I'm sorry to interrupt you, but how should I treat this bug report I issued? Should I submit a bug fix patch for the latest source code (=v9.1)? I wish the fix will be back-patched in 8.3, too.

If yes, I would like to get a concensus on the solution. As I mentioned, I think that it is enough to just remove the two write_eventlog(EVENTLOG_INFORMATION_TYPE) calls. Although this may not be complete, it will be practical. The users feel it annoying that PostgreSQL always outputs informational (and perhaps useless) event log records at startup. As for errors, we can say "pg_ctl emits event logs when it encounters errors. This is a specification for troubleshooting. Currently, we cannot suppress error event logs emitted by pg_ctl according to your log_destination setting."

If the solution is okay, should I really submit a patch for just removing two lines? Or, can I expect that some committer will modify and commit the change directly?

Regards,
MauMau

From: ""MauMau"" <maumau...@gmail.com>
Sent: Saturday, May 07, 2011 9:35 AM
Subject: Re: [BUGS] BUG #6011: Some extra messages are output in the event log at PostgreSQL startup
Magnus Hagander <mag...@hagander.net> writes:
Any events that happen before we have opened the regular logfile will
be written to the eventlog if the server is running as a Windows
service. There is no way to turn that off (other than removing the
code and recompiling, of course). If we didn't send those to the
eventlog, they would be completely lost since there is no stderr
available to a windows service.


From: "Tom Lane" <t...@sss.pgh.pa.us>
These particular messages appear to be coming from pg_ctl, not from the
server at all, so the server logging configuration is irrelevant anyway.

What I think *is* relevant is pg_ctl's -s (--silent) switch, which is
defined as "only print errors, no informational messages".  I would
expect that to silence "waiting for ..." messages, and indeed it appears
to do so in all the cases on the Unix side of the fence.  However,
someone chose to code these Windows-specific messages as direct
write_eventlog calls instead of going through print_msg, which means
that -s doesn't silence them.  So possibly the OP is right that this is
a bug and not just an unimplemented feature.

I think that those two messages in question are not very helpful, so I hope those are omitted by default (i.e. even without pg_ctl's -s).

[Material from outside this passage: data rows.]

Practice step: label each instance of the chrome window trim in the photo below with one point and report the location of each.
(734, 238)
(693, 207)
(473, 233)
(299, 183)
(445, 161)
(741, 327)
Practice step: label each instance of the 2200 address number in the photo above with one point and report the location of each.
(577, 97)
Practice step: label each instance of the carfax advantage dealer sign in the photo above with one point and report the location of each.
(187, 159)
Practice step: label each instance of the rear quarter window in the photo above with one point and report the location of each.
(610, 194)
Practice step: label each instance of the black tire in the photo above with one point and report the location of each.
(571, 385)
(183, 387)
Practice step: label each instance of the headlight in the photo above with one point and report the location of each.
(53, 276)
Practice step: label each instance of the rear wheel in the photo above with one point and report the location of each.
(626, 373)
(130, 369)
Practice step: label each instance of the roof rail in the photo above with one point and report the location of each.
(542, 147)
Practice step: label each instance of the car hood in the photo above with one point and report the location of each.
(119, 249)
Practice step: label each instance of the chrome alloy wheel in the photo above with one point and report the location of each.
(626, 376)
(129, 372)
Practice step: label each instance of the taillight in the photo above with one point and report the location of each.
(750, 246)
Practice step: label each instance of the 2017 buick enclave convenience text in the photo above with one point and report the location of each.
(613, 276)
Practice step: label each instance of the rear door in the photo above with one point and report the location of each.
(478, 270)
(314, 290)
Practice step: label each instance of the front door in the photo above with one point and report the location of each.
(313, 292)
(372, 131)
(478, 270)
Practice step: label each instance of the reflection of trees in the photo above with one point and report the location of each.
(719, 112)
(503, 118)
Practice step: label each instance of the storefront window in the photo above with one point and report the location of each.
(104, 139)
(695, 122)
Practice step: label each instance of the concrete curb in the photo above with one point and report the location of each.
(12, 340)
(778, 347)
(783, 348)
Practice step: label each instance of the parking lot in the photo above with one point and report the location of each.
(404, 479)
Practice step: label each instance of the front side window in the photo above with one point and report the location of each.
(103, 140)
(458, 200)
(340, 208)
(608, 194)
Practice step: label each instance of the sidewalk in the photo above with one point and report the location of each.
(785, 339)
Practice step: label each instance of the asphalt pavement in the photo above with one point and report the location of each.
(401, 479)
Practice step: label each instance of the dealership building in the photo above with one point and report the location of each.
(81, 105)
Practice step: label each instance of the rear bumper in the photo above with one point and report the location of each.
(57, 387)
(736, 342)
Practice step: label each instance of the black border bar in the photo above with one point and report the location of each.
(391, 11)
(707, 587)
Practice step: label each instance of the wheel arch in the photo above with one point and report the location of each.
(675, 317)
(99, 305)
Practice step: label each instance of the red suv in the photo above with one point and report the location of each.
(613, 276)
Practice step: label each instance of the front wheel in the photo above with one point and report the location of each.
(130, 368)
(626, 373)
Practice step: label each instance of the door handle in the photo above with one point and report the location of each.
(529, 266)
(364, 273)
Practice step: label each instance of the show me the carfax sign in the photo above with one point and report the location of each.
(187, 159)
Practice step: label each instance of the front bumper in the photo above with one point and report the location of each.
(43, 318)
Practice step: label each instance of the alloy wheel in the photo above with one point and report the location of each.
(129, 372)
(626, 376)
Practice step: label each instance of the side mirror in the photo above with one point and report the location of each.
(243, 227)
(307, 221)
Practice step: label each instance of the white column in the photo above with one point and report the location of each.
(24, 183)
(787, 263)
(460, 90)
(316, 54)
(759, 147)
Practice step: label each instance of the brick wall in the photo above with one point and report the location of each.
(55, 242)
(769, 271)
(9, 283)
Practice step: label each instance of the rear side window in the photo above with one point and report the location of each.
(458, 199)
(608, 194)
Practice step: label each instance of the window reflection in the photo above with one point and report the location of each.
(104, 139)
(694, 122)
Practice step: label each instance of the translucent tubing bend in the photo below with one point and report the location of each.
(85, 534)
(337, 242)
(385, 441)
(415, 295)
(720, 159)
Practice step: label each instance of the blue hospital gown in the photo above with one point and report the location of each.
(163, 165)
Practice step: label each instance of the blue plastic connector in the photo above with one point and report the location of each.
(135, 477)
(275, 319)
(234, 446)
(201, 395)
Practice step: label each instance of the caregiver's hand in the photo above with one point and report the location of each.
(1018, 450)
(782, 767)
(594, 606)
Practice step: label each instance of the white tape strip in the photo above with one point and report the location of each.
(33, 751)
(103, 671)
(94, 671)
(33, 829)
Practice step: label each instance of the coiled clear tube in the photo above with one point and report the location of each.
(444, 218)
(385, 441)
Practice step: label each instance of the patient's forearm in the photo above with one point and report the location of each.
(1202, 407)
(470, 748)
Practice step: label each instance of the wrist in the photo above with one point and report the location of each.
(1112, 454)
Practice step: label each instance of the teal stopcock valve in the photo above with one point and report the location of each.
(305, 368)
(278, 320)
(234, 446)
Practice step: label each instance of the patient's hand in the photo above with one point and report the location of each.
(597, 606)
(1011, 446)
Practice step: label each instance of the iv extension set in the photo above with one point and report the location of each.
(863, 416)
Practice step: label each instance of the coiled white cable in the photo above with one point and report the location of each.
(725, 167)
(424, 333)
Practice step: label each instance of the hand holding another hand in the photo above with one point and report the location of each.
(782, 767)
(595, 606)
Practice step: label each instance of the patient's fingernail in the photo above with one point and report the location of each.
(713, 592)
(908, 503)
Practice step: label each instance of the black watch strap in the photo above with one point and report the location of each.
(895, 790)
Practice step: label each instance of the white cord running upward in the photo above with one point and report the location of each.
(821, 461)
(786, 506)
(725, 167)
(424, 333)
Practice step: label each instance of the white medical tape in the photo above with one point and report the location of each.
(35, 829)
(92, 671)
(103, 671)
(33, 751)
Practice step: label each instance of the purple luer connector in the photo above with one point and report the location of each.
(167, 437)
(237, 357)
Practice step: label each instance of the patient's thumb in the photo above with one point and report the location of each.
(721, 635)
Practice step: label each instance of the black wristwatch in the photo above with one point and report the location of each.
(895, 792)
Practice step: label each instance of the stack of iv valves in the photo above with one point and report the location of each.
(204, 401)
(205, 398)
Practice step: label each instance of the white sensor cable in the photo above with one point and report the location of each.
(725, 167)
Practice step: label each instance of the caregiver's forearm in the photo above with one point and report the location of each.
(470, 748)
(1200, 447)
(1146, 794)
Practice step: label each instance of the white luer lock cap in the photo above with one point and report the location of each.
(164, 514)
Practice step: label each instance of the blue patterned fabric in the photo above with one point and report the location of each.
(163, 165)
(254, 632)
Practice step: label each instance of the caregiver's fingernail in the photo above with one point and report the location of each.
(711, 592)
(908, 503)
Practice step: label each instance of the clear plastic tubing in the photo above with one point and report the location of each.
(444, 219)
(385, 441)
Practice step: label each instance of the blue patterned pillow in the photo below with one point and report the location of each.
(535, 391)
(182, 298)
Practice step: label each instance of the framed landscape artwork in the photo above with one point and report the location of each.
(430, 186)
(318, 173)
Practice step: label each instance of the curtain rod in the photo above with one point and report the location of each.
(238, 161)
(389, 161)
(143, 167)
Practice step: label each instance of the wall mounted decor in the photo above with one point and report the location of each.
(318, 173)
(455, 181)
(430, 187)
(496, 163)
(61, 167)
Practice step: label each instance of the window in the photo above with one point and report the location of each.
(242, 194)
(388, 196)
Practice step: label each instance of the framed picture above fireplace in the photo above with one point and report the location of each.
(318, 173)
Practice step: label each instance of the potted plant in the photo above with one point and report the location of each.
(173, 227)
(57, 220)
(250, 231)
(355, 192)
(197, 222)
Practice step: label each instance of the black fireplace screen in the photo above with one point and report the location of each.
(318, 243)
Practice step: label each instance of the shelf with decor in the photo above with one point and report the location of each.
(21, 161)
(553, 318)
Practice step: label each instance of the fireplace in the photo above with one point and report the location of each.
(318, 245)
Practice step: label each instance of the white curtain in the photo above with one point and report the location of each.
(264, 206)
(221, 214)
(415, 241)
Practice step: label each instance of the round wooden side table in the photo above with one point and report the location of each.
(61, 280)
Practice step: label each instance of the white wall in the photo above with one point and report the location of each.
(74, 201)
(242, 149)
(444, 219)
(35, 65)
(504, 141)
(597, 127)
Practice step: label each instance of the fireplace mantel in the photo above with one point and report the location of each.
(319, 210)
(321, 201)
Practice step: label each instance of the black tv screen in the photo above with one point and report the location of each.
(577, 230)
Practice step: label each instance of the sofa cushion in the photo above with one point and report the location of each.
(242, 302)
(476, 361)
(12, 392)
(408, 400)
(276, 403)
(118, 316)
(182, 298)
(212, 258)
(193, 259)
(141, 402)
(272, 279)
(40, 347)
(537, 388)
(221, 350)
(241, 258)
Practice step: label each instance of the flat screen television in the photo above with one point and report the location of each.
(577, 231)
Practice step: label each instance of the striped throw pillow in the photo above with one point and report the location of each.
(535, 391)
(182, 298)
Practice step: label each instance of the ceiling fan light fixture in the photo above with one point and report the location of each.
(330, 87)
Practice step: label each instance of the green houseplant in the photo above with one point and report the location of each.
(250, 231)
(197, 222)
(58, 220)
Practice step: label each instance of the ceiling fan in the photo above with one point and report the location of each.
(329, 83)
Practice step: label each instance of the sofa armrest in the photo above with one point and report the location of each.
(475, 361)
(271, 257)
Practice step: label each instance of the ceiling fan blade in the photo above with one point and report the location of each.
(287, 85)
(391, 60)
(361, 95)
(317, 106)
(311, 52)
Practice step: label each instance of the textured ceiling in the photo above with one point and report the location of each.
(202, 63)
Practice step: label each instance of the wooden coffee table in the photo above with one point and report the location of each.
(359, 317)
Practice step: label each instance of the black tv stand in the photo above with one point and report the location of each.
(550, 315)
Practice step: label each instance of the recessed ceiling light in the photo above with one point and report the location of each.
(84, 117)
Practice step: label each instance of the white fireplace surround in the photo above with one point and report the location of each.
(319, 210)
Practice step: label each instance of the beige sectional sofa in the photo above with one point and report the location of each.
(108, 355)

If they are useful and should be logged in the event log, why aren't they logged in syslog on UNIX/Linux?

So, I wish that the direct calls to write_eventlog will be eliminated. If those messages are useful for some reason, it may be okay that pg_ctl's -s hides them at worst. However, it's better to remove the write_eventlog calls in question, because those software dependent on PostgreSQL have to be modified to add -s.

Can I expect this will be treated as a bug and fixed in 8.3.x too? BTW, how can I check the bug treatment? I saw somewhere that you don't like issue trackers such as JIRA or Bugzilla.